Even if he began the dialogue comfortably seated, he soon had the impression that every seat was too narrow for his large frame. Electrified by the enthusiasm caused by his own ideas, Fidel would get up, walk from one side to the other, stand in the middle of the room with his feet together, his trunk arched backwards, his head bent over the back of his neck and his finger in his hand; he would take a cowboy shot of whiskey, taste a canapé; he would lean over his interlocutor, touch his shoulder with the tips of his index and middle fingers, whisper in his ear; He pointed incisively with the index finger of his right hand, gesticulated vehemently, argued with his face framed by his beard and opened his mouth showing his small, white teeth, as if the impact of an idea required him to refill his lungs; he would pierce his interlocutor with his small, bright eyes, as if he wanted to absorb all the information transmitted.

A lot of agility was necessary to accompany his reasoning. His prodigious memory was enriched with an enviable capacity to perform complicated mathematical operations in his mind, as if he were running a computer in his brain. He liked to be told anecdotes and stories, to have productive processes described, to have foreign politicians profiled. But he would not allow them to invade his privacy, which was kept under seven keys. Unless the interest was related to his only passion: the Cuban Revolution.

Always surrounded by attentive members of his personal security detail, Fidel knew he was not just the target of his admirers’ affection. Between 1960 and 1972, mobsters like Johnny Roselli and Sam Giancana, eager to recover the casinos expropriated by the Revolution, tried to assassinate him in collaboration with the CIA.

In spite of everything, he survived. And he passed away at the age of 90 serenely, in his bed, surrounded by his family.

Today Cuba faces a serious economic crisis caused by the criminal blockade imposed by the White House. Fidel is no longer at the helm of the country and, therefore, the Cuban people do not have the helmsman who led them during the five years of the Special Period (1990-1995), which I had the opportunity to witness.

Raul Castro, who succeeded him, is at an advanced age and is deservedly retired at home. And the Cuban people democratically elected Díaz-Canel to preside the country for the second time.

There are those who say that Cuba would not be facing so many difficulties if Fidel were alive and at the head of the revolutionary government. But that opinion does not seem fair to me. First, because the current situation, especially at the international level, is very different from that of the 1990s. Today imperialist hegemony has been strengthened by the disappearance of the Soviet Union, and the measures of Trump and Biden have further reinforced the blockade. Secondly, because Díaz-Canel does not govern alone. Revolutionary Cuba has always had a collegial government, composed of the Political Bureau, the Council of State and the National Assembly of People’s Power.

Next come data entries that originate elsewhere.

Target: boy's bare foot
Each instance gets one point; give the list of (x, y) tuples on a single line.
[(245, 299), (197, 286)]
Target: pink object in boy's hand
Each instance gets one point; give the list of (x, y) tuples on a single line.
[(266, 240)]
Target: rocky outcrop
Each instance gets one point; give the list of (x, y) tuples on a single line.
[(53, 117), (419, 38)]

The current government is making every effort to reduce the crisis and preserve the fundamental principles of socialism, because they guarantee Cuba’s independence and sovereignty, and prevent the country from submitting to the neocolonial interests of metropolitan nations, as is the case in most Latin American and Caribbean countries.

Fidel was a unique leader, endowed with a gift that few political leaders possess: charisma. But that does not make him irreplaceable. He knew it, so much so that, while he was still alive, he handed over the command of the Revolution to his brother Raul. And he participated in the election of Díaz-Canel.

In light of this commemoration (which means making memory alive) of the eight years of Fidel’s physical disappearance, it is essential to keep in mind that revolutions and their progress, amidst crises and challenges, do not depend on a man or a woman: they depend on a people. Without the support and mobilization of the people, all power has a fragile foundation. And Fidel’s example and thought are alive for the Cuban people to demonstrate, once again, their revolutionary resilience and their capacity to overcome the barriers that the enemy tries to impose on their freedom.